Adrian Newey Is “Not Doing Well,” Claims Helmut Marko, as Aston Martin’s Honda Crisis Deepens

Helmut Marko, the former Red Bull Formula One advisor who worked alongside Adrian Newey for nearly two decades, has confirmed that his former colleague is struggling both professionally and personally as Aston Martin’s nightmare 2026 season continues to unfold.



“I had contact with him. He is not doing well,” Marko said, before adding the even more sobering assessment: “With this project, there are problems that will not be solved so quickly.”



The bluntness of that observation reflects just how severe Aston Martin’s situation has become. Neither Fernando Alonso nor Lance Stroll has completed a single Grand Prix across the season’s first two rounds in Melbourne and Shanghai.



Both cars retired from Australia due to Honda power unit vibrations. Both retired again in China. The team sits last in the constructors’ championship with zero points, while teams built around entirely new power units — including first-timers Red Bull Powertrains and Audi — are at least completing races.



The vibration issue stems from Honda’s MGU-K and internal combustion engine combination, which generates oscillations that the AMR26 chassis amplifies rather than absorbs.



Those vibrations are not only destroying batteries at a rate that far exceeds available spares — F1 regulations limit each car to just two batteries per season — but are being transmitted directly into the drivers’ bodies.



Alonso told reporters in Shanghai: “I began to lose all feeling in my hands and feet around lap 20 or so.” In Melbourne, Newey himself disclosed that Alonso could not complete more than 25 consecutive laps before risking permanent nerve damage. Stroll’s threshold was 15 laps.



Honda has made countermeasures available for the Japanese Grand Prix this weekend at Suzuka — Honda’s spiritual home — having run solutions on the dyno in the time between the Chinese and Japanese rounds.



Honda Racing boss Yuji Orihara acknowledged: “We are not at the level where we wanted to be going into this weekend, but we will keep working hard to maximise our package.” The root cause of the vibration, however, has still not been definitively identified.
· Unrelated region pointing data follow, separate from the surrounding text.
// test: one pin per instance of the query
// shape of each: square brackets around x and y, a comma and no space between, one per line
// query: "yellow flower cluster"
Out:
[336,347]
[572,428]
Further institutional turbulence has arrived in the form of Jonathan Wheatley’s surprise departure from Audi, where he had become team principal. Wheatley worked alongside Newey at Red Bull for 18 years and is widely expected to serve gardening leave before joining Aston Martin, potentially allowing Newey to step back from team principal duties — which he assumed unexpectedly last year after Andy Cowell’s repositioning — and return to what he does best: designing cars.



The Japanese Grand Prix weekend, beginning Friday in Suzuka, carries enormous emotional weight for Honda as a brand. Losing at home, again, with their car unable to complete racing distance, would be a deeply uncomfortable moment. But the five-week gap in the calendar following Japan — partly a product of Middle East Grand Prix cancellations due to the ongoing Iran conflict — gives both Honda and Aston Martin a rare window to address the problem properly before the season resumes. Whether that is enough time to close the gap to the rest of the field remains a genuinely open question.